Thought I should introduce myself...

Last Halloween someone flicked a switch in my head... I been diabetic for about 15 years and in recent years my weight has been as high as 83kg although at this point I was back dow to 73kg. My doctor had been trying various medications and I was having some horrible side effects. I simply decided enough was enough and I was going to get fit!!

I got on the cross trainer that had been gathering dust in the lounge and managed 15 minutes, after which I pretty much needed an ambulance!! I cut back on my food intake and started some online research for ways to lose weight. I discovered www.myfitnesspal.com mid November and joined weighing 70.5kg and set a target weight of 60kg. Over Christmas I started walking for exercise. I was managing around 2 miles per walk. Having had a hip replacement 7 years previously my legs weren't in the best of shape. I gradually managed to walk further and by the end of January could walk about 10 miles on a Sunday.

I was losing weight and getting fitter but it wasn't enough. I still had a lot of fat. I bought scales that give the % and they told me I was 35% fat. I was disgusted!! I decided to join a local gym finally became a member on 21st February. My trainer gave me a mix of cardio, core and resistance work. I fell in love with the resistance machines. He had me doing 2 sets of 12 reps on 5 machines. After a couple of weeks I slowly began increasing the weights and at my 4 weekly review I asked for more resistance work. He added 3 more machines still giving me 2 sets of 12 reps. Two weeks ago I decided to swap to 3 sets of 10 reps. Almost immediately I noticed an improvement in my strength.

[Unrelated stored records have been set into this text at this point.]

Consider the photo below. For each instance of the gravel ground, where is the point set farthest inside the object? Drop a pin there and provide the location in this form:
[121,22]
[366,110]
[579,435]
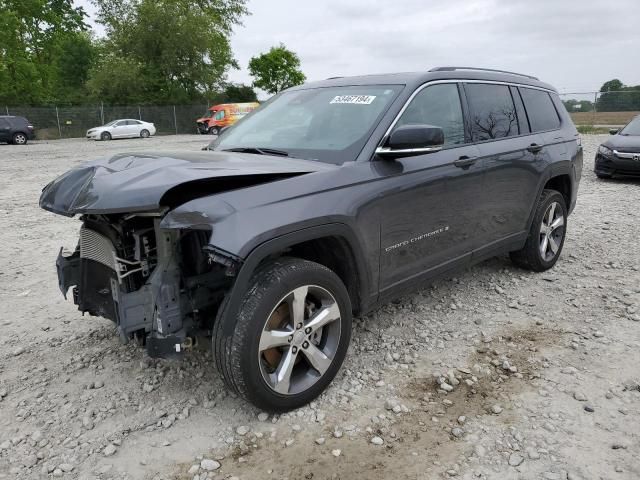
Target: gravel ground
[497,373]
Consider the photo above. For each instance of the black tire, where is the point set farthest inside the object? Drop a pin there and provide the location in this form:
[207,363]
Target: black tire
[530,256]
[236,340]
[19,138]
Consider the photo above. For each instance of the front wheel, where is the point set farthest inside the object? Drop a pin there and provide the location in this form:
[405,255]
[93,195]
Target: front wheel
[546,236]
[289,338]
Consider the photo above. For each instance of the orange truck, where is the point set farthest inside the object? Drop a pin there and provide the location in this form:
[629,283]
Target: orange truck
[223,115]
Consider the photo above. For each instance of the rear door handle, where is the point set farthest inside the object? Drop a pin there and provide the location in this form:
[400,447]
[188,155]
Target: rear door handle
[465,162]
[535,148]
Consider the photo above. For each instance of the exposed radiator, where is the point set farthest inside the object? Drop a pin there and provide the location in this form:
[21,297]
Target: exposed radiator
[97,247]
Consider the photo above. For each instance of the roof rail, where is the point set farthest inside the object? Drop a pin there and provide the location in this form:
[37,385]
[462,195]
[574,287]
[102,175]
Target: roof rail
[451,69]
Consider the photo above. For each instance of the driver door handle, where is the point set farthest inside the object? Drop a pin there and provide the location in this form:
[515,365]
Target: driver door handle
[465,162]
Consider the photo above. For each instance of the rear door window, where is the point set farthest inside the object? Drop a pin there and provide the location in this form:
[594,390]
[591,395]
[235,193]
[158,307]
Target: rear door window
[540,110]
[492,111]
[437,105]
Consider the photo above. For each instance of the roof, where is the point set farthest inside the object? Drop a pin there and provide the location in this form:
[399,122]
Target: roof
[415,79]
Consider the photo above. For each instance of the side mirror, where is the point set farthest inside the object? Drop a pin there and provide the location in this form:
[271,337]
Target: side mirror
[413,140]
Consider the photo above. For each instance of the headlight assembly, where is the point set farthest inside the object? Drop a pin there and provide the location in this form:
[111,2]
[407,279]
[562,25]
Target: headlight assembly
[606,151]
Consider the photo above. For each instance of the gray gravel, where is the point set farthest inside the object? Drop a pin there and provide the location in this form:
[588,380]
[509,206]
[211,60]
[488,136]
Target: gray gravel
[487,375]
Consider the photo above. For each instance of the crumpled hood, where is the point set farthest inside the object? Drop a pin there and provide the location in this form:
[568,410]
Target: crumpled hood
[136,182]
[624,143]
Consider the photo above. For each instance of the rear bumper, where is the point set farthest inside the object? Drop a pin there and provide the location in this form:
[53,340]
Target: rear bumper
[612,165]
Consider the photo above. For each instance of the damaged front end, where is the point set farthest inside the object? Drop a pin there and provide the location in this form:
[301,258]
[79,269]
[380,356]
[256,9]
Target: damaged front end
[143,262]
[157,285]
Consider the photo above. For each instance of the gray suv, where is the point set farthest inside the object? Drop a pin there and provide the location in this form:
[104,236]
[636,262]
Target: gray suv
[327,201]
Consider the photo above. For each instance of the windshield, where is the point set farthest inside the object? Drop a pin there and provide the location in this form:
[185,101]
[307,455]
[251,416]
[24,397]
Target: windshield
[632,128]
[328,124]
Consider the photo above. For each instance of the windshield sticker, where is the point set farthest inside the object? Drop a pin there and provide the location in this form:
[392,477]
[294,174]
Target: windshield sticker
[357,99]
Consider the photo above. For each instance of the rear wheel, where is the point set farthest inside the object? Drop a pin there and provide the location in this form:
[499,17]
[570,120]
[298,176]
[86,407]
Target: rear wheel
[19,139]
[289,338]
[546,236]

And this is where I'm at... I'm in my mid 40's, 5'7" tall and weighing around 60.5kg with about 26% body fat. My profile pic was taken yesterday. I am now looking to take up body building seriously so I am grateful for all hints and tips, especially regarding supplements and ways to exercise that won't damage my hip joint

Thank you for reading.

Gail x


----------



## Milky (Nov 30, 2008)

Bonjourno and good luck :thumbup1:


----------



## Hotdog147 (Oct 15, 2011)

Welcome, all the best with your goals


----------



## Thunderstruck (Sep 20, 2010)

Welcome along, your gonna love this place :thumb:


----------



## Goosh (Jun 24, 2012)

Welcome. Good luck!

You'll find the switch in your head going off one of the best things ever to happen to you


----------



## PaulB (Jun 6, 2010)

Welcome to the board. Well done on your weight loss so far. There's plenty of info and people on here to help you. Good luck


----------



## luther1 (Jul 31, 2011)

Welcome,there's a few over 40s on here so you're in good company


----------



## [email protected] (Dec 9, 2012)

Welcome 

They're a friendly bunch here.....mostly lol.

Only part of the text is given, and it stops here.